The announcement of the visit came after Hariri, 47, met French Foreign Minister Jean-Yves Le Drian in Riyadh on Thursday, with Lebanon's former colonial power Paris hoping to ease a crisis that has driven up tensions between regional rivals Iran and Saudi Arabia.

Hariri, a dual Saudi citizen, has been in Riyadh since issuing a statement on television there on November 4 that he was stepping down because he feared for his life while also accusing Iran and its Lebanese ally Hizballah of destabilising his nation.

The announcement - which reportedly took even some of Hariri's closest aides by surprise - and his subsequent failure to return home to officially quit in person, fuelled claims that he was acting under orders from his Saudi patrons.

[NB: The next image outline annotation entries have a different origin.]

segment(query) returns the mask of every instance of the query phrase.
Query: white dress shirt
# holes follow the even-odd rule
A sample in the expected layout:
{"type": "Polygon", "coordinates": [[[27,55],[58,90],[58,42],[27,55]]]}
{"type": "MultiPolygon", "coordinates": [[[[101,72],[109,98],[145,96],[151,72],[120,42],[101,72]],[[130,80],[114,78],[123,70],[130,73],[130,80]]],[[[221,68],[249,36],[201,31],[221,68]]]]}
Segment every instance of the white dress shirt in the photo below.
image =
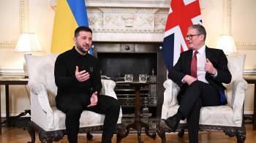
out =
{"type": "MultiPolygon", "coordinates": [[[[193,50],[193,54],[195,50],[193,50]]],[[[206,73],[205,71],[205,64],[206,62],[206,45],[203,45],[202,47],[199,48],[197,50],[198,53],[197,54],[197,80],[206,83],[208,83],[206,80],[206,73]]]]}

Both Hariri and Riyadh have denied allegations he was being held against his will, with the Lebanese leader on Friday dismissing as "rumours" all speculation about his situation.

"My stay in the kingdom is aimed at conducting consultations on the future of Lebanon and its relations with its Arab neighbours," he wrote on Twitter.

Macron's office said the French leader would meet Hariri at noon on Saturday, with his family joining shortly afterwards for lunch.  

'Start of a solution'

Lebanese President Michel Aoun, a Hizballah ally who had accused Saudi authorities of "detaining" Hariri and refused to accept his resignation from abroad, welcomed the news about the trip to Paris.

"We hope that the crisis is over and Hariri's acceptance of the invitation to go to France is the start of a solution," he said Thursday on the official presidential Twitter account.

"If Mr Hariri speaks from France, I would consider that he speaks freely, but his resignation must be presented in Lebanon, and he will have to remain there until the formation of the new government," Aoun said later in a statement issued by his office.

There is no indication what Hariri plans to do after visiting Macron, but the French leader had insisted he would then be free to return to Lebanon to either hand in or rethink his decision to quit. 

France's intervention was the latest in a string of European efforts to defuse the tensions over Lebanon, where divisions between Sunni Hariri's bloc and Shia Hizballah have long been part of the broader struggle between Riyadh and Tehran.

Hariri - whose father Rafik was also prime minister and was killed in a car bombing in 2005 - became head of a shaky compromise government including Hezbollah last year.